Tomislav played three matches in the Republican Regional League – South and, for political reasons, refused to continue competing after that, namely to protest the war in Croatia. After Tomislav left the League, other Croatian clubs did so as well.

During the Bosnian War, all players of the Tomislav participated either as soldiers or in working units. Tomislav continued to exist despite the war. In August 1992 it played a tournament against the units of the Croatian Defence Council (HVO). Tomislav also played against a UNPROFOR team and won 11–0. Other friendly games against other football clubs were played as well.

From 1993 to 2000, Tomislav competed in the First League of Herzeg-Bosnia. The First League of Herzeg-Bosnia was the first league formed during the war and the only league in existence after the war. Football Federation of Herzeg-Bosnia as well as the Herzeg-Bosnia national football team also existed. The Serb and Bosniak football clubs play in their own respective leagues. Each national league had its own football federation and national team.

In the 1993–94 season, Tomislav was a runner-up, while Široki Brijeg won the championship of the Herzegovina group of the First League. Both clubs had the same number of points and the same goal difference, but Široki Brijeg had a better record in matches between the two clubs. Thus, Široki Brijeg gained the right to play off with the champions from the Posavina and Central Bosnia groups, eventually defeating them and becoming the champion of Herzeg-Bosnia.

In the 1994–95 season, Tomislav finished 4th. In the 1995–96 season, 80% of players were recruited, yet Tomislav performed well. In the 1996–97 season, Tomislav was demoted to the Second League of Herzeg-Bosnia. From 1997 to 2001, Tomislav competed in the Second League of Herzeg-Bosnia – Centre 2.

===Federation of Bosnia and Herzegovina (2001–present)===
The First League of the Federation of Bosnia and Herzegovina is one of the second-tier football leagues in Bosnia and Herzegovina, comprising football clubs from the Federation of Bosnia and Herzegovina, one of the two political entities of Bosnia and Herzegovina. The second league is the First League of the Republika Srpska, the football league that gathers clubs from Republika Srpska, the other political entity. Both leagues were formed in 2000. On the same principle, the third leagues were also formed, namely the Second League of the Federation of Bosnia and Herzegovina and the Second League of the Republika Srpska. These leagues are further divided into several groups. The Second League of the Federation of Bosnia and Herzegovina was divided into the groups North, Centre, South, and West, with HNK Tomislav competing in the group Centre.
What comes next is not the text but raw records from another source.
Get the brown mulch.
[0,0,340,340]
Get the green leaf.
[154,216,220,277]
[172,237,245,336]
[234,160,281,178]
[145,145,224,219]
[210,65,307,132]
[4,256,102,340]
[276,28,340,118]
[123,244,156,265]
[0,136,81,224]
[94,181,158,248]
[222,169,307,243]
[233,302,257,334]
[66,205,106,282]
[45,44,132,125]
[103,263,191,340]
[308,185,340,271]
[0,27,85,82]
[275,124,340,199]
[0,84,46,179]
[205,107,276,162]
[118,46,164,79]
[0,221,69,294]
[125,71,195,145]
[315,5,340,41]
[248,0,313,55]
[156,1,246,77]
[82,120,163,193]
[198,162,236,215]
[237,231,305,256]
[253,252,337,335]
In the 2000–01 season, HNK Tomislav won the championship in the Centre group, followed by the Drinovci football club from Drinovci. Tomislav played the qualifying game from the North group champion Mladost from Domaljevac and won with an aggregate score of 7–1, thus qualifying for the First League of the Federation of Bosnia and Herzegovina.

In the 2001–02 season of the First League of the Federation of Bosnia and Herzegovina, Tomislav ended up 8th. The next season, Tomislav ended up 14th, and was again demoted to the Second League of the Federation of Bosnia and Herzegovina Centre, where it competes today.